Мы с Тотом сверлим друг друга одинаково выразительными взглядами.
— Значит, так. Лили, вам известно выражение «до первого косяка»? — если у Кристо всегда подпрыгивают обе брови разом, вверх-вниз, то Ловаш имеет обыкновение эффектно выгибать одну, правую, бровь и удерживать её на месте достаточно, чтобы это смотрелось выразительно и эротично. Да-да, и такие постеры на радость школьницам у него есть. В смысле, с бровью.
— Известно.
— Лаци, а тебе это выражение понятно? — Ловаш разворачивается бровью к Тоту.
— Вполне.
— Я рад.
Император откидывается на спинку кресла с видом человека, очень довольного хорошо проделанной работой, салютует мне бокалом с шампанским и делает сочный глоток, весьма чувственно приникая полными упругими губами к стеклу.
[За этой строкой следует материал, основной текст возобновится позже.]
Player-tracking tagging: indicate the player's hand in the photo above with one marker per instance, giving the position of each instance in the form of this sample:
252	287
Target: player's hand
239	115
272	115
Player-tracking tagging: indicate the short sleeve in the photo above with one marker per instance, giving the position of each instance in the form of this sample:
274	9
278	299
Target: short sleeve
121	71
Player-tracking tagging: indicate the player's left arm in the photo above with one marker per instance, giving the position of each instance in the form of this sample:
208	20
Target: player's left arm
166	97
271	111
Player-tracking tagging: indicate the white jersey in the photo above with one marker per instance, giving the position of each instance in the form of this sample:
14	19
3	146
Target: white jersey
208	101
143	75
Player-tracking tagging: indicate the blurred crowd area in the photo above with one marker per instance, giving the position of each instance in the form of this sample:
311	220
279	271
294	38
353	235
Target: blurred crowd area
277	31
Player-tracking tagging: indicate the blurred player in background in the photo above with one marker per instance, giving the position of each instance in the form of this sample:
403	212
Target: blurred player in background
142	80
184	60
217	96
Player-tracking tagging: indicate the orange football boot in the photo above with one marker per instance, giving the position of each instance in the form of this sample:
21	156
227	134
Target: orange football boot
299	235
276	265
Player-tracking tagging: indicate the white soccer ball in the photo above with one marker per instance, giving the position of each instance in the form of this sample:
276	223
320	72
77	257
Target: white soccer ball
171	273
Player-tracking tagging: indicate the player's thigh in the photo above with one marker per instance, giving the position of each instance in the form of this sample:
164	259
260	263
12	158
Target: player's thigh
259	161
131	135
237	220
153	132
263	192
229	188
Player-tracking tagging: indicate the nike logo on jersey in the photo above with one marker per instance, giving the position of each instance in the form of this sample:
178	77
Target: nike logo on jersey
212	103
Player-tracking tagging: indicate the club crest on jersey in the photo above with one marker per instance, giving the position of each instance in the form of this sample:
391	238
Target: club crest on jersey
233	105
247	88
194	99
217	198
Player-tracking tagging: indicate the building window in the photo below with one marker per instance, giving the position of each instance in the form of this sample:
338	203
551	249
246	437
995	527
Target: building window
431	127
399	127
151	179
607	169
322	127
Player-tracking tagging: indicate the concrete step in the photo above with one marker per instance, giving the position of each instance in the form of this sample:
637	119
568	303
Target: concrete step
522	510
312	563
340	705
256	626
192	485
Вы не поверите, но он и в таком виде на постер снимался.
Когда мы с Тотом выходим из кабинета, он, не смущаясь двух моих гвардейцев, глядит на наручные часы:
— До первого косяка, и я уже засёк время. Мне очень интересно, как долго продержится прекрасный цветок Пшемысля.
Я светски улыбаюсь прежде, чем непринуждённо похромать в сторону своего кабинета.